Diffusion not following prompt? We fixed that in ComfyUI —

Marei
12 min readApr 25, 2024

--

In the world of AI-generated imagery, the barrier between the big boys and us lowly plebs, was the ability to make complex Hi-Res visuals that follow natural language prompts and their intricacies closely. I’m glad to share that that time is OVVEER Ladies and Gentlemen.

It’s Over Ladies & Gentlemen

Thanks to significant strides in open-source technology, tools once accessible only to the big boys like OpenAI and MidJourney are now available for enthusiasts and creators in their own homes. I will share a few visuals below and how we got her, how we solved it, and providing a ComfyUI workflow for you (free of charge).

ShoutOuts / Credits

Jukka Seppänen (KIJAI): A Trailblazer in AI Image Generation

A special shoutout goes to Jukka Seppänen, also known as Kijai, who has been instrumental in integrating sophisticated AI models to enhance image generation. Kijai’s development of a user-friendly wrapper for ELLA (Efficient Large Language Model Adapter) has significantly simplified the integration of advanced text-to-image capabilities into existing workflows. His contributions have enabled artists and developers to harness the power of complex AI tools more easily, turning intricate textual prompts into stunning visual creations. A few hours ago he added HiDiffusion into his Ella wrapper and things changed for me.

https://github.com/kijai

The ELLA Team at Tencent

The team behind ELLA at Tencent, including Xiwei Hu, Rui Wang, Yixiao Fang, Bin Fu, Pei Cheng, and Gang Yu, has introduced a groundbreaking approach to improve text alignment in diffusion models. Their work on ELLA has paved the way for more precise interpretations of dense prompts, enabling the generation of images that more closely align with the creators’ visions. By designing the Timestep-Aware Semantic Connector (TSC), they have enhanced the model’s ability to handle detailed attributes, complex relationships, and extended narratives within visual content.

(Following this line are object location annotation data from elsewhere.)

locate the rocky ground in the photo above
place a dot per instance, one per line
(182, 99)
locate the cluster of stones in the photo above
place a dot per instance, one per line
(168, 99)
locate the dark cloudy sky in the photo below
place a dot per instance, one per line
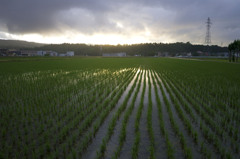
(119, 21)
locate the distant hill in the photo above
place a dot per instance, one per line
(18, 44)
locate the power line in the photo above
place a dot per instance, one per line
(208, 33)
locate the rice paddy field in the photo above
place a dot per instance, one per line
(119, 108)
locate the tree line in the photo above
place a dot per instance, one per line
(144, 49)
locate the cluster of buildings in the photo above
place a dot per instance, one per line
(13, 52)
(119, 54)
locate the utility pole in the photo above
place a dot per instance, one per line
(208, 34)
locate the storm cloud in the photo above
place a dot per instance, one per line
(155, 20)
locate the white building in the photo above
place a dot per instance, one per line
(53, 53)
(70, 53)
(41, 53)
(119, 54)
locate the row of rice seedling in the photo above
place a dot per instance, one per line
(69, 114)
(135, 147)
(149, 119)
(187, 151)
(170, 149)
(211, 137)
(122, 135)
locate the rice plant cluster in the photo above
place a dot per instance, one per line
(119, 108)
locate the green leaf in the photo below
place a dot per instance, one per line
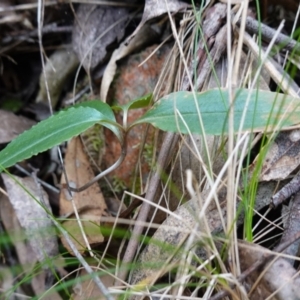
(57, 129)
(134, 104)
(264, 109)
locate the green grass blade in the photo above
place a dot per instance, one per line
(265, 109)
(55, 130)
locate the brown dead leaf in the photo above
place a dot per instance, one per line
(154, 8)
(144, 36)
(59, 67)
(97, 27)
(283, 156)
(279, 276)
(90, 202)
(12, 125)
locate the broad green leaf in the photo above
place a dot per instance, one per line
(265, 109)
(134, 104)
(55, 130)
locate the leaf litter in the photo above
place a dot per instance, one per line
(175, 246)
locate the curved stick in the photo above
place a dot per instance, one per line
(105, 172)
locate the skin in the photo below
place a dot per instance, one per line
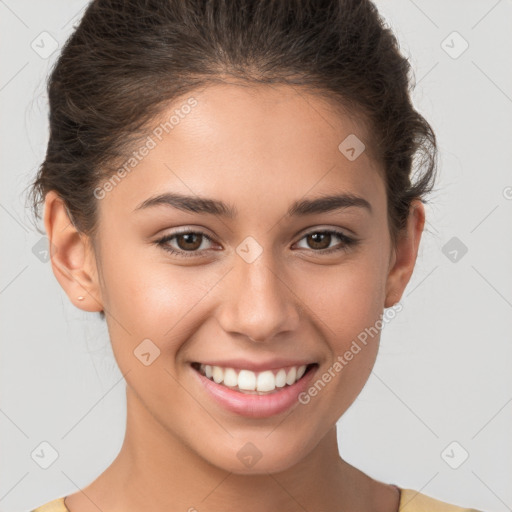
(257, 148)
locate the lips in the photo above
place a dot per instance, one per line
(254, 404)
(250, 382)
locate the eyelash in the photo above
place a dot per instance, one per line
(347, 242)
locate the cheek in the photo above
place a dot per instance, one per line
(346, 299)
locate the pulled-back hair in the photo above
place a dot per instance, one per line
(128, 59)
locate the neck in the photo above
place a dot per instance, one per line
(154, 467)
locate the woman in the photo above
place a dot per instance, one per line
(228, 184)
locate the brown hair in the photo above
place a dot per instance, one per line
(128, 59)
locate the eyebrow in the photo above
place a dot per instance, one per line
(204, 205)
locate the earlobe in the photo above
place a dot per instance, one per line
(405, 254)
(71, 256)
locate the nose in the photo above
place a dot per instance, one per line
(258, 301)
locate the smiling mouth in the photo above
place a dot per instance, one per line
(255, 383)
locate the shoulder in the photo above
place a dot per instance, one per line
(414, 501)
(56, 505)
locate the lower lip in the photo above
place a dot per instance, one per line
(256, 406)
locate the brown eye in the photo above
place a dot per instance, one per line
(191, 241)
(320, 240)
(187, 243)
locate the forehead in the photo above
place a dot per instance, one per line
(253, 145)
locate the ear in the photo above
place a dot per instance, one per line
(404, 255)
(72, 256)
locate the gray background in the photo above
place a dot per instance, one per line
(443, 369)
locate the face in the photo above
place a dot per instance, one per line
(241, 281)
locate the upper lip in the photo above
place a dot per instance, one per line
(245, 364)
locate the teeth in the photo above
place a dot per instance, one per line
(249, 381)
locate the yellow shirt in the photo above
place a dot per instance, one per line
(413, 500)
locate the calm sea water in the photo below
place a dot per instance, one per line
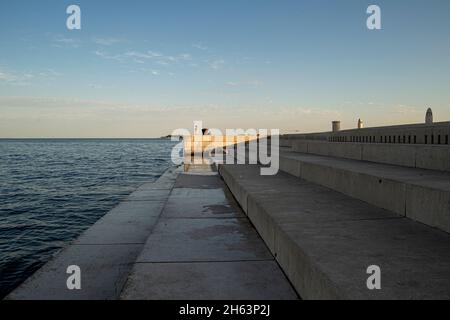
(52, 190)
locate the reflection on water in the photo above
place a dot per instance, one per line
(52, 190)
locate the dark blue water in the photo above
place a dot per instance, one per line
(52, 190)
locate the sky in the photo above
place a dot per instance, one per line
(145, 68)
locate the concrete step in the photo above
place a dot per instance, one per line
(325, 241)
(419, 194)
(433, 157)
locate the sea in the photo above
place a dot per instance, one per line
(51, 190)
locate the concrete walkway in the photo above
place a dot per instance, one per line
(204, 247)
(182, 237)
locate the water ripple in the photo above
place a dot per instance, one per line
(53, 190)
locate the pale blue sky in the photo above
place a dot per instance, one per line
(144, 68)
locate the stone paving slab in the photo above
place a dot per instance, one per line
(250, 280)
(130, 222)
(184, 240)
(199, 203)
(198, 182)
(104, 270)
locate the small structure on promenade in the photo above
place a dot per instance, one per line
(336, 126)
(360, 124)
(429, 116)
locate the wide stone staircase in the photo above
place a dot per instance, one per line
(337, 208)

https://huggingface.co/QQGYLab/ELLA

MEGVII Technology’s HiDiffusion

The team at MEGVII Technology, led by Shen Zhang, Zhaowei Chen, Zhenyu Zhao, Yuhao Chen, Yao Tang, and Jiajun Liang, deserves recognition for their development of HiDiffusion. This model enhances the resolution and efficiency of pretrained diffusion models, enabling the creation of higher-resolution images without compromising speed. Their innovation allows creators to produce visuals with stunning detail and clarity, making high-resolution creative endeavors more accessible and enjoyable.

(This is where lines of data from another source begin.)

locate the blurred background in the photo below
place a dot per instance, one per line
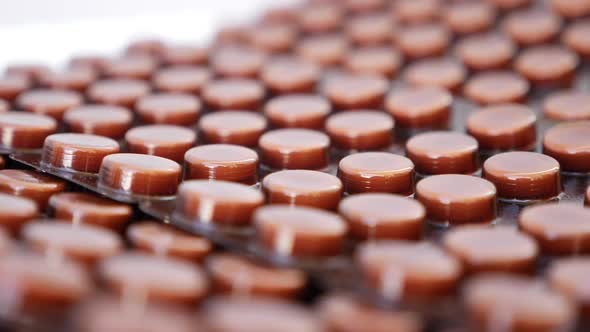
(50, 31)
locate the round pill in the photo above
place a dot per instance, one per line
(443, 152)
(377, 172)
(225, 162)
(21, 130)
(420, 107)
(166, 141)
(139, 174)
(496, 87)
(299, 231)
(523, 175)
(238, 94)
(164, 240)
(233, 274)
(77, 152)
(294, 148)
(303, 188)
(297, 111)
(383, 216)
(361, 130)
(218, 202)
(492, 249)
(560, 229)
(232, 127)
(53, 103)
(102, 120)
(169, 108)
(457, 199)
(30, 184)
(401, 269)
(503, 127)
(162, 279)
(88, 209)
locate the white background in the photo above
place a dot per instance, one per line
(51, 30)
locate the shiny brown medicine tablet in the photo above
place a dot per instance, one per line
(294, 148)
(85, 244)
(384, 61)
(218, 202)
(416, 11)
(360, 130)
(560, 229)
(165, 141)
(32, 72)
(164, 240)
(576, 36)
(532, 26)
(181, 79)
(139, 174)
(88, 209)
(496, 87)
(38, 283)
(469, 17)
(320, 18)
(244, 314)
(225, 162)
(377, 172)
(457, 199)
(347, 91)
(272, 38)
(326, 50)
(30, 184)
(12, 86)
(16, 212)
(184, 55)
(403, 269)
(121, 92)
(383, 216)
(498, 302)
(290, 75)
(77, 152)
(162, 279)
(547, 65)
(303, 188)
(297, 111)
(523, 175)
(53, 103)
(233, 274)
(137, 66)
(103, 120)
(78, 79)
(492, 249)
(486, 51)
(443, 152)
(238, 94)
(371, 29)
(567, 105)
(105, 313)
(503, 127)
(237, 62)
(169, 108)
(423, 40)
(438, 72)
(570, 277)
(20, 130)
(571, 8)
(420, 107)
(344, 313)
(569, 144)
(232, 127)
(299, 231)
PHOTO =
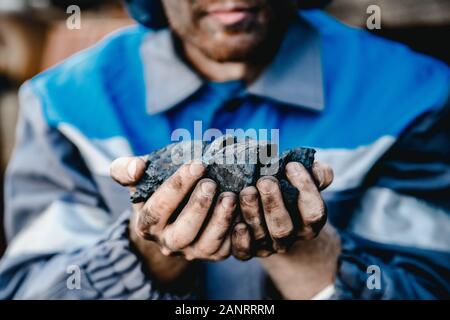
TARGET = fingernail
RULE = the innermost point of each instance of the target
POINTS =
(293, 169)
(196, 169)
(321, 177)
(132, 168)
(250, 199)
(266, 186)
(208, 188)
(241, 230)
(228, 202)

The OSS Community in the world of Image Generation is large, and many more can be credited. I will keep it to these 3 for this article.

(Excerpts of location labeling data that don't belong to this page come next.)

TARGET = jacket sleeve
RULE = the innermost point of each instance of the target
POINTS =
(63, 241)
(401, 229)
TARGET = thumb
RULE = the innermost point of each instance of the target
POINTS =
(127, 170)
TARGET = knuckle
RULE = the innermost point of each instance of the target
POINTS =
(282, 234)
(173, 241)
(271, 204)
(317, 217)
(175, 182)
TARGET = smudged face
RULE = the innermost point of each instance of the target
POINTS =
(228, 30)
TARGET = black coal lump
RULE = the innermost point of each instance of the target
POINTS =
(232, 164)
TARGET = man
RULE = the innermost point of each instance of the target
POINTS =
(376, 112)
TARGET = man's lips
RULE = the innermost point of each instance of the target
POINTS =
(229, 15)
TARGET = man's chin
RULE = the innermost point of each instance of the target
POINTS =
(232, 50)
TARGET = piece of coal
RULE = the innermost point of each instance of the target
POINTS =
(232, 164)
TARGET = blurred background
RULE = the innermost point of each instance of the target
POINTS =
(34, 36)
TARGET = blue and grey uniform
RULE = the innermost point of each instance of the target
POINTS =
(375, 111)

NOW ONTO BUSINESS (Some Examples)

Please Note: I did not nitpick the results below. These are of the first 10 I made using this workflow.

1 - “A Medieval Interlude in the Future”

Here’s the Full Prompt

Title: “A Medieval Interlude in the Future”

**Subject Details:**
- **Character**: Mr. Spock from Star Trek
- **Age**: Appears mid-30s
- **Gender**: Male
- **Features**: Mr. Spock’s distinctive features include pointed Vulcan ears, raised arched eyebrows, and a composed, serious facial expression. His hair is neatly styled in his typical short, cropped manner.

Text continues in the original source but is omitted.